I’ve sorted out bits and pieces of metal and all things shiny accumulated through my jewelry-collecting hobby (and even managed to construct a few jewelry Christmas trees along the way). I’ve gardened -- pulling miles of mint roots that zippered out of the thawing soil, I’ve spent too much time on Facebook (checking Getty Images is entertaining – and illustrates the kind of ingenuity that has resulted from this quarantine).  I’ve learned to use new technology (hello Apple TV!) to get more stimulating programming (not to mention distance myself from the ubiquitous and often confusing “information” about the very virus that landed me here) as well as connect with friends and family in ways I hadn’t thought possible (hello Zoom video-conferencing!).  

I’ve texted and emailed and cleaned my cupboards, snacked way too much, played game after game of solitaire and I’ve prayed.  Oddly – given how voracious a reader I am – I have not read very much. I have stacks of books within reach but have not been able to concentrate.  I used to be able to retreat into the fantasy of fiction but right now the welfare of my family (both near and far), the welfare of my business and my concerns about the future of the country seem to lurk just below the surface. 
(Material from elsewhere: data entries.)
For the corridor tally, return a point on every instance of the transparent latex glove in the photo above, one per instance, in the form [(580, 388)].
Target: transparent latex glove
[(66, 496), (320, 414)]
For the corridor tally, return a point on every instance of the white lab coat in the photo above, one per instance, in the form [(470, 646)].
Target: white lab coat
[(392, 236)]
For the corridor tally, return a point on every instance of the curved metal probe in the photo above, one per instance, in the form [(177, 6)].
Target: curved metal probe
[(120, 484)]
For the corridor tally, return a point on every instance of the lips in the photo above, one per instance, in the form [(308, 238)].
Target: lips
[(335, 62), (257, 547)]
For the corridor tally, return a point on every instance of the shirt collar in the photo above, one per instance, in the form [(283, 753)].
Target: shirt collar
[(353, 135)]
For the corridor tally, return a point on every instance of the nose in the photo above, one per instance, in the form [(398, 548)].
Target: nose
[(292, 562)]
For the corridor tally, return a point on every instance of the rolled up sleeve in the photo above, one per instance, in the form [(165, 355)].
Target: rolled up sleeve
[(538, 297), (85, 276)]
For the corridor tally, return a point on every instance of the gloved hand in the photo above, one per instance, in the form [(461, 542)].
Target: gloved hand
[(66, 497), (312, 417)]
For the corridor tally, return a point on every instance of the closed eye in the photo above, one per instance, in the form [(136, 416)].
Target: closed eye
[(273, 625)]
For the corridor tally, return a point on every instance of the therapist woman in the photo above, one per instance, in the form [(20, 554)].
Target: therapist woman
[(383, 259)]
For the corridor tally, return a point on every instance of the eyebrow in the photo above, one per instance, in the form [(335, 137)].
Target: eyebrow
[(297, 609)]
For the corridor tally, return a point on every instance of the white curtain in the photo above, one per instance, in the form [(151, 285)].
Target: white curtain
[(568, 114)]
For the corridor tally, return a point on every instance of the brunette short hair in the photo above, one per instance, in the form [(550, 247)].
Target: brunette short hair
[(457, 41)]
And, truth be told, I started thinking too much.  Case in point: Not being particularly musical, I was surprised to be visited with an “ear worm” of the Bee Gees singing “Stayin’ Alive” from the “Saturday Night Fever” soundtrack.  The subtext of the song is about staying alive – and perhaps even thriving -- on the mean streets of New York, which is currently the U.S. epicenter of the pandemic and frighteningly close to my corner of the world (less than 175 miles as the crow flies). 

It is no wonder that we are is obsessed with how to stay alive and to thrive; are we politically and individually doing the right thing, the best thing? Only history will tell.  We can only do what we think is right for us so we can look ourselves in the mirror, realize that our instinct to live and protect those around us is alive and well, however we manifest it.  In many ways, I feel like I’ve been through Elisabeth Kübler-Ross’ five stages of grief:  denial, anger, bargaining, depression and acceptance.

I am beyond grateful that my multi-stage grief processing is not for a departed loved one.  Rather I grieve for the normal that was here and no longer is. What a “new normal” will look like is as uncertain as the path of the novel coronavirus itself.  I accept that. 

So, for now, I am stayin’ home – and stayin’ alive.